Tuesday, November 29, 2011

Today’s Dr. Oz Topic: Are You One Paycheck Away From a Foodbank?

The other day it was on the TV show “60 Minutes,” today on Dr. Oz : A documentary on the new face of hunger in America. I speculate these shows are to show those who are not in that position that most people who do have to rely on food stamps and food banks are not lazy, nor are they illegal immigrants.

Nope, a lot of them are people like me—hard working individuals who downsized already until there is not much to take away and who have lost their jobs or who struggle with rising prices while wages stay stagnant. Also, they feature people who previously gave and donated, but now find themselves in a position to have to ask for charity. These shows also illustrate that it can happen to anyone, regardless of how much money they have now, or had before.

These shows evoke different emotions in me. I know I should not watch because the stories I hear are sad. Also, in the case of the ones who have it worse I feel guilty that I still have more. Then again, the ones who have more and rely on help make me wonder and debate if they should not have waited until they have less. Then I feel guilty for being judgmental.

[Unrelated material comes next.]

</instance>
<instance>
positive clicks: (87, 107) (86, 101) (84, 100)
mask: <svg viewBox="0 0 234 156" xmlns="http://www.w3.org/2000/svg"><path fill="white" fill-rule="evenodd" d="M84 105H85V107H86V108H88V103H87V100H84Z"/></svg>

But, there is also a strange kinship, like when they talk about the embarrassment it causes to use a foodstamp card or to walk into a food pantry. I still keep my foodstamp card face down when I take it out to swipe it, as if I am fooling anyone! The clerk knows. But, I figure the people behind me need not know. Even just a few weeks ago I would have never talked openly about having one. I suppose denial equals a semblance of dignity.

Anyway, at the end of the Dr. Oz show they gave a phone number for anyone who has trouble getting food. I haven’t called it so am not sure what services it links to, but here it is: 1-866-3HUNGRY

1 comment:

Diane said...

Perhaps by now the phone number was disconnected because it experienced an avalanche of calls. Wouldn't surprise me at all.